Building Alliances

Originally published in the Spring 2018 MLA Newsletter

Talk with colleagues from another institution, and conversation often shifts to shared concerns about declining enrollments in classes, majors, and minors; smaller numbers of students learning languages other than English; and, especially, public attacks on the humanities. As a former high school English teacher, I think changes in the K–12 world contribute to these challenges. Public high school education has suffered deleterious changes in recent decades. Teachers are required to spend an appalling amount of time preparing students for, administering, and dealing with the fallout of standardized tests; students’ concepts of reading and writing have become correspondingly more reductive and instrumental; and budget cuts have eliminated many school programs that make the humanities visible and valuable to local communities.

The new MLA Committee on K–16 Alliances offers an avenue for increased cross-level traffic, and a quick overview of educational “reform” will make its importance clear. A Nation at Risk, published in 1983 by the National Commission on Excellence in Education, called K–12 education inadequate, and this claim led to the standards movement of the 1990s. As standards emerged for school subjects, states began requiring tests to determine whether the standards were being met. These tests took on added impact in 2002, when No Child Left Behind (NCLB) was signed into law. NCLB requires states to assess student progress in reading and math in grades 3 through 8 and once during high school.

The most powerful force shaping public high schools came with the 2010 Common Core State Standards (CCSS). Unlike NCLB, CCSS is not a federal law; it was created by David Coleman’s Achieve Inc. Coleman and his staff, with support from the National Governors’ Association and the Conference of State School Officers and funding from the Gates Foundation, developed a set of grade-specific standards for English and mathematics. In September 2009, I chaired a committee composed of MLA and National Council of Teachers of English (NCTE) members to, we thought, offer advice on the CCSS. Our committee, convened by the American Council on Education, met with Coleman and one of his associates, and it quickly became clear that they wanted our committee to give a discipline-based stamp of approval to the CCSS. We pointed to a number of concerns: that literature would be increasingly displaced by informational texts, which would constitute seventy percent of students’ reading by senior year; that reading was conceptualized largely as a process of extracting an explicit meaning; and that rhetorical dimensions of writing received very little attention. Despite several additional conversations that extended through spring 2010, our concerns were not addressed, and neither the MLA nor the NCTE approved the CCSS.

The federal grant program Race to the Top required states to commit to CCSS in early 2010, before the standards were released, in order to apply for federal funds. States also had to link teacher evaluations to student scores on standardized tests. Although the Common Core standards were subsequently dropped by many states, they were replaced by very similar standards and assessments, and these assessments carry significant weight in teacher evaluations—forty percent for teachers in my state beginning in the 2018–19 school year.

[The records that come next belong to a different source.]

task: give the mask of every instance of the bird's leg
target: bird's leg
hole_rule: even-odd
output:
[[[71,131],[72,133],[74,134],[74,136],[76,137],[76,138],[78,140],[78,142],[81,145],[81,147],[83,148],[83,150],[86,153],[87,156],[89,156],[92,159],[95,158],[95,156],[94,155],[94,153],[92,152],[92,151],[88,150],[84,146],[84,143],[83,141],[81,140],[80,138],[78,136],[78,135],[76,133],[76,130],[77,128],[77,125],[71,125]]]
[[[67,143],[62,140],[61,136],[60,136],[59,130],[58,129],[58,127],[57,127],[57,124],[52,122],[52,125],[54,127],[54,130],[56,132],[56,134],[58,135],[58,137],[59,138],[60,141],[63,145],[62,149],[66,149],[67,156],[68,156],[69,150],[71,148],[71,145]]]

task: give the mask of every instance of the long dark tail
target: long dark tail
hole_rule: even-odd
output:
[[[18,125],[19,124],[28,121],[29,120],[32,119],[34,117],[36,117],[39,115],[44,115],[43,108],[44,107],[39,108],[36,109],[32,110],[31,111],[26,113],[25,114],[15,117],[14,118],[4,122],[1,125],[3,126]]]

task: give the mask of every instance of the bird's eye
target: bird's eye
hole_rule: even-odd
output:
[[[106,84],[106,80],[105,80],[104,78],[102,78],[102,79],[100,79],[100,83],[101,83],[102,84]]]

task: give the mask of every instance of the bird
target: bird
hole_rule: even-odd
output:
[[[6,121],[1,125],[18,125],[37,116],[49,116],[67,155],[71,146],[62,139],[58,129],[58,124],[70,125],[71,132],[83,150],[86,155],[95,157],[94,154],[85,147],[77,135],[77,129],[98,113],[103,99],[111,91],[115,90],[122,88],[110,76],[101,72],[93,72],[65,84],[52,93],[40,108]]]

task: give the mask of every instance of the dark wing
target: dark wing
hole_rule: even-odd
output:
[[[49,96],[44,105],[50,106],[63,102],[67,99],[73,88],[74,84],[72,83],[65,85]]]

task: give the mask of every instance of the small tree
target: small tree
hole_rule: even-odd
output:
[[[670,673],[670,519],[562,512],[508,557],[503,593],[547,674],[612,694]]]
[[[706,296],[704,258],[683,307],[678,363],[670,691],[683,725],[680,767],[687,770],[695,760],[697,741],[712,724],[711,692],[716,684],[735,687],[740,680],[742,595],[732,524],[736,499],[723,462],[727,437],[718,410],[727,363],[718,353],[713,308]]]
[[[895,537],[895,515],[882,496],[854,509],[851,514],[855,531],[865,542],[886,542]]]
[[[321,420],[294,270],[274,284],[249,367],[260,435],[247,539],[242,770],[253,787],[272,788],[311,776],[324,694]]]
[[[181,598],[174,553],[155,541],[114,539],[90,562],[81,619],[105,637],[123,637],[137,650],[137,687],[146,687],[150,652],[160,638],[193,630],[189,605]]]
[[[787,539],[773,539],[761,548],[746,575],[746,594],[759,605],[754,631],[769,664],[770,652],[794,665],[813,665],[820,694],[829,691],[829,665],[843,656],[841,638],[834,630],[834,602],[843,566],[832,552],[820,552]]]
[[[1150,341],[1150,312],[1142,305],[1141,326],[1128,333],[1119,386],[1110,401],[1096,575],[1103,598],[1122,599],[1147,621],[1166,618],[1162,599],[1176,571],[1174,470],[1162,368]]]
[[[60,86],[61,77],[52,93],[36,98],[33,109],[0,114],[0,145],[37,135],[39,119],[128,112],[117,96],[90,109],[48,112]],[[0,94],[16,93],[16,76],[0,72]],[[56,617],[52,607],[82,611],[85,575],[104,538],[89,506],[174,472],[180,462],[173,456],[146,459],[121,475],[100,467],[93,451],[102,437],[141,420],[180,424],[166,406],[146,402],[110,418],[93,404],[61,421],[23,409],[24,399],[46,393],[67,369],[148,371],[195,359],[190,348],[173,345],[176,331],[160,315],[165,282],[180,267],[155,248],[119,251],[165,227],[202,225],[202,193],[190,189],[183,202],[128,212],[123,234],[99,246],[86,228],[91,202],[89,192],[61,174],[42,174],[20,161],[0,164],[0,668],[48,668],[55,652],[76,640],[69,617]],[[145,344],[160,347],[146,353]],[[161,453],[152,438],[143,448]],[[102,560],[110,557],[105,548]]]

The cumulative effect of mandated standards and assessments reduces many students’ understanding of reading to searching for the “right” answer, giving little or no attention to aesthetic considerations, while writing becomes the production of responses to rhetorical prompts within thirty minutes and with few opportunities for revision. Teachers, whose jobs depend on students’ test scores, report that they’ve had to cut back on literature (one Shakespeare play instead of two, excerpts rather than full texts) and offer a reductive approach to writing (impromptu rather than extended composing and little attention to the social dimensions of writing).

As we consider enrollment challenges and declining public support for the humanities, we might think about what students bring with them from high school, how we can work with their teachers on projects of mutual interest, and ways schools can enlarge the public’s understanding of the humanities. The Common Core State Standards’ and various assessments’ lamentable lack of attention to languages other than English might be redressed by building bridges with high school language departments. On my campus, for example, the annual German Day helps create future students for the Department of Germanic Languages and Literatures and displays the value of studying other languages and cultures.

The MLA Committee on K–16 Alliances offers another way to reach across levels and generate wider support for the humanities. (Thanks to the leadership of Margaret Ferguson, a past MLA president, a working group on K–16 alliances was created in 2015, and in 2017 the Executive Council voted to transform this group into a committee.) Charged with building support for teaching modern languages, writing, and literature at all levels, this committee welcomes members’ suggestions for advocacy initiatives, models to emulate, and advice on public-facing publications and programs. Alliances fostered by this committee will, in the words of the late Michael Holquist, another leader in the working group, improve our own futures as teachers.